A very great deal is going to depend on your motor/encoder setup, which you have not specified. Let's say (just as a starting point) the your motor shaft can run at a maximum of 600 rpm (10 rps) and your encoder produces 64 pulses per channel. That is, if you run the shaft at 10 rps, you get a 640 Hz square wave on each channel.
When using a quadrature encoder, you can derive 4 times as many position events, corresponding to both the rising and falling edges of the two channels, for a shaft resolution of 256 points per revolution, or 2560 points per second.
You have not provided a processor board specification, either, but let's say that it allows 4 channels of digital inputs.

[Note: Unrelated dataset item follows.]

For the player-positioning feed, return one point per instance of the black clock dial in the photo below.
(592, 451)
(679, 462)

Then you can look at both your encoder channels, and also a pair of channels which have inverted versions of your encoder lines. Now you can write your software to generate an interrupt on each of the rising edges of the 4 inputs. At each interrupt you examine the two encoder lines and determine the local position. At the same time, you read your real-time clock to determine the time since the last encoder tick, and from that determine the shaft velocity. Can you do that in (let's say) 1/10 of the time between ticks? That's 40 usec. Also, you'll need to find some way to prevent any other interrupts from preempting your encoder routines for more than 400 usec. If you don't, you lose position information, and any process which prevents immediate time interval measurement will screw up your shaft rate calculation.

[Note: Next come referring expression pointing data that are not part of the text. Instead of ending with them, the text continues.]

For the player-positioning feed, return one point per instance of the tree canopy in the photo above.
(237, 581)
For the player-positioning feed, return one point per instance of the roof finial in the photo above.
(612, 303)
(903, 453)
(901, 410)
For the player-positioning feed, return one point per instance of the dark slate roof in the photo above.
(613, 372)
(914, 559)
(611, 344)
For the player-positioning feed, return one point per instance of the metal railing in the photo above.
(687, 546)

With only a small about of hardware (a couple of exclusive-OR gates and an RC delay) you can produce a single input which will generate interrupts for all four encoder transitions, so you could get away with 3 digital inputs.

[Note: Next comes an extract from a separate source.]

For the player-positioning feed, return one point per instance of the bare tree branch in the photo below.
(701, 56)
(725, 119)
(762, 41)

If the transition frequency is low, as Wouter van Ooijen says, you can try simply polling the encoder outputs, but be aware that this will introduce uncertainties in your shaft velocity calculations, especially if your processor is doing anything else which may have higher priority, and any such uncertainty will degrade your ability to hold to a desired velocity profile, trapezoidal or otherwise.
Overall, I'd advise you listen to Spehro.